During my deep dive into the design benchmarks of Desktop Transformation Accelerator for my last blog post about application delivery, I noticed that redundancy doesn’t seem to be a priority for some customers. In fact, even for large implementations with 2,000+ users, infrastructure components are not always implemented fault tolerant. Therefore I’m going to write several blog posts  dedicated to redundancy in virtual desktop environments. Within this first issue I’ll like to focus on the Desktop Delivery Layer.

Let’s take a look at what Accelerator tells us about the redundancy options chosen by customers.

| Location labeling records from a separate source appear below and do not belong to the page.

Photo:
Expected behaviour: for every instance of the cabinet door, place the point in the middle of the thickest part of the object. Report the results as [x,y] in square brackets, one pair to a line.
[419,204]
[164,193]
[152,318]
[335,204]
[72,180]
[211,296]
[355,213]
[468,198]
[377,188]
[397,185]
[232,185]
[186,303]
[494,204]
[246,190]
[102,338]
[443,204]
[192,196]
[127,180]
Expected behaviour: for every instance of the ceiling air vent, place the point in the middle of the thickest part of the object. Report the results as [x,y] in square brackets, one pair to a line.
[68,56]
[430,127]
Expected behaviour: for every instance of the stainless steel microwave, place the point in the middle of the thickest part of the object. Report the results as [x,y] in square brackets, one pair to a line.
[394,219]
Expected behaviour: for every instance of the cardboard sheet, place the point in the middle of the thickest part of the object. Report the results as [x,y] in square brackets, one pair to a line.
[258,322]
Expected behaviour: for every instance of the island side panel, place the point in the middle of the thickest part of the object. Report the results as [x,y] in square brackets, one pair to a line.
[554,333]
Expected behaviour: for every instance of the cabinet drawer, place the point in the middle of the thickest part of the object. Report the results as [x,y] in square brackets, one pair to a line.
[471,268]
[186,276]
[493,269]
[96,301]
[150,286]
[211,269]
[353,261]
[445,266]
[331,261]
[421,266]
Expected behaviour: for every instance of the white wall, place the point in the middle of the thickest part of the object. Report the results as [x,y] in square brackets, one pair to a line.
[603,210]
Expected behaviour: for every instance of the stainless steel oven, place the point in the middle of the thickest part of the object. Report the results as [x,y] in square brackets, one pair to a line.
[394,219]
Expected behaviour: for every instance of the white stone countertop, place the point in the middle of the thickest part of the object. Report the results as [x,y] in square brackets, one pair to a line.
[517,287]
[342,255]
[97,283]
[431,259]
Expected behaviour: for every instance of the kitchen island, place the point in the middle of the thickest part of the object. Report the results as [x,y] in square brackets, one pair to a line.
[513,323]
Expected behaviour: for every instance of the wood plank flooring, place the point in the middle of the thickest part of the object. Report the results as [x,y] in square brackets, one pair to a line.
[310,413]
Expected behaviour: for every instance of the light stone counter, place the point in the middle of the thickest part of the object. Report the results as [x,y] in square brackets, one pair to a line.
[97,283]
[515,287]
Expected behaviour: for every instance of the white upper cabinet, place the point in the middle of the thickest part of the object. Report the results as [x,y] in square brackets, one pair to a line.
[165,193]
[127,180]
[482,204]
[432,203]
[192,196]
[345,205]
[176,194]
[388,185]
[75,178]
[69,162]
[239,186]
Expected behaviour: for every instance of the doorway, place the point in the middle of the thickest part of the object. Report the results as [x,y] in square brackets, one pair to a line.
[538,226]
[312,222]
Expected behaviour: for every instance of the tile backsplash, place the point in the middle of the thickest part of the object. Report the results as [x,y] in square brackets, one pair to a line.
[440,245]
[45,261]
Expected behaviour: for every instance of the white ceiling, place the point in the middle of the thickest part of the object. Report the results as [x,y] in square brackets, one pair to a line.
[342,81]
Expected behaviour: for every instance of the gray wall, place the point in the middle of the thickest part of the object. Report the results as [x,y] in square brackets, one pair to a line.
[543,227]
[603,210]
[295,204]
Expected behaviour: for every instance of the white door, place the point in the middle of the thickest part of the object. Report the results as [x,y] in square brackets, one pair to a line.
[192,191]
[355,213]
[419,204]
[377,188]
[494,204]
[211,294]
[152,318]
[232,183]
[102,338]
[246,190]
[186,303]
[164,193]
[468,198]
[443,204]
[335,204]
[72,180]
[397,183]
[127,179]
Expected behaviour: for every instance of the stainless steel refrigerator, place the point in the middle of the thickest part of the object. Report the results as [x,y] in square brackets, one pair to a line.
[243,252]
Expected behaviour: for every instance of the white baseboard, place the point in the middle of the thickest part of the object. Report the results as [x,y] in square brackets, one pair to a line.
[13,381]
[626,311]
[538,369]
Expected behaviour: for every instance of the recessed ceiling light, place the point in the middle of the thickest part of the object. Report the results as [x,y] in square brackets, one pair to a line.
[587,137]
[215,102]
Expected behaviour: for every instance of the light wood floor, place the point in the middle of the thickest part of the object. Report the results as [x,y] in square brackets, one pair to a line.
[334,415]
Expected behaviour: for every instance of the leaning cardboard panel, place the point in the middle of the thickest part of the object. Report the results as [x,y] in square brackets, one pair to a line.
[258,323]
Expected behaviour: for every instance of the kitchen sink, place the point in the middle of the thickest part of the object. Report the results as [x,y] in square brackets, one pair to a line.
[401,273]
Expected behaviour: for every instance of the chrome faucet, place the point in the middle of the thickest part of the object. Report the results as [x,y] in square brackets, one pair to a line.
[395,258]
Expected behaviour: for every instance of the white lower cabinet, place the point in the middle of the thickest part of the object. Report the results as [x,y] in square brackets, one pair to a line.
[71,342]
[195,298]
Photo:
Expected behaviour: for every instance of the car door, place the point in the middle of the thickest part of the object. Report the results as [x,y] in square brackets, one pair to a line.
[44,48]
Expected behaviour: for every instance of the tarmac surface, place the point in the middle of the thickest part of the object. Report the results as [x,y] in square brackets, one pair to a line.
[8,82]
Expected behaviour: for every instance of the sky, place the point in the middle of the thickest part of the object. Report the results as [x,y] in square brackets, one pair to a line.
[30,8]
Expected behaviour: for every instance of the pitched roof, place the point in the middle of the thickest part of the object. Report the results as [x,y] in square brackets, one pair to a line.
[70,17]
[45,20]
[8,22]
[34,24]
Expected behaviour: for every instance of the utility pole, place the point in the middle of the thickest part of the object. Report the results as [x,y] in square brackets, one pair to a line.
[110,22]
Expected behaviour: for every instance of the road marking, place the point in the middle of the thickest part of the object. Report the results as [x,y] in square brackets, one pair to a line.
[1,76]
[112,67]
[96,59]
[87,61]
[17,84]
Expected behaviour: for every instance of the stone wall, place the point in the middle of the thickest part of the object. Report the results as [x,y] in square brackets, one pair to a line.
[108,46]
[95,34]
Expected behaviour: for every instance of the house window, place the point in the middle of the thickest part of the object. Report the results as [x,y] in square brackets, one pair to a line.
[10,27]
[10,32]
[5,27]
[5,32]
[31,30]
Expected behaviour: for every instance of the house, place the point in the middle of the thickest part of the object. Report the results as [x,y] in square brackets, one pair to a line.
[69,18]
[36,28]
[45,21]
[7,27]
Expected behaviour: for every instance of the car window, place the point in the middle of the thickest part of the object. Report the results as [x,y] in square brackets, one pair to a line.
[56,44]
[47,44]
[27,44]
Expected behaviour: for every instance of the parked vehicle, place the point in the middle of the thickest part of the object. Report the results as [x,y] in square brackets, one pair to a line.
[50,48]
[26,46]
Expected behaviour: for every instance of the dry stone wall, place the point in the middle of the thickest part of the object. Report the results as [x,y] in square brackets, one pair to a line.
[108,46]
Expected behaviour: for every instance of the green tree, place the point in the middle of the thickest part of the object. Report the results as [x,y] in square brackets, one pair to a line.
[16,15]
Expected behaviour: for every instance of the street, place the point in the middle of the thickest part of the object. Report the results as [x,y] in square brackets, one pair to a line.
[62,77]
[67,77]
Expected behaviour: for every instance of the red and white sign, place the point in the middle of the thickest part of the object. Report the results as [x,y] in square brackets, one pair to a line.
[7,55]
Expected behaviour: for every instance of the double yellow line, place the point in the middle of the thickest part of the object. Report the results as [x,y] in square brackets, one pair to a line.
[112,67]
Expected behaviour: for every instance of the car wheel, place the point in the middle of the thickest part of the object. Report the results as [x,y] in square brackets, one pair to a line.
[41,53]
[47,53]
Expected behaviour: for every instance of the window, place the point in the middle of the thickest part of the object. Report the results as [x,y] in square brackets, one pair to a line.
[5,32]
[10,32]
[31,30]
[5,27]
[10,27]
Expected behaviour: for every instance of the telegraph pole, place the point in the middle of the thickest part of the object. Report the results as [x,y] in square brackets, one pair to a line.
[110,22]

Chart 1 – Number of desktop delivery controllers (XenDesktop Brokers) per site, by % of projects

In 17% of Accelerator projects, only one desktop delivery controller is implemented.

Why is this bad?

If there is an outage of this system, users will not be able to connect or re-connect to any virtual desktop (existing sessions are not affected). One could argue that there is a workaround to ensure fault tolerance even with a single controller, by activating the HA-mode of the virtual desktop agent as described within the following eDocs article. But this has two major downsides:

  • It works only with dedicated desktops, where the mapping between the user and the Virtual Desktop Agent is known
  • Users need to be provided with a custom ICA file, which is used when the controller is down. This procedure is not very intuitive and managing hundreds of ICA files is a maintenance nightmare.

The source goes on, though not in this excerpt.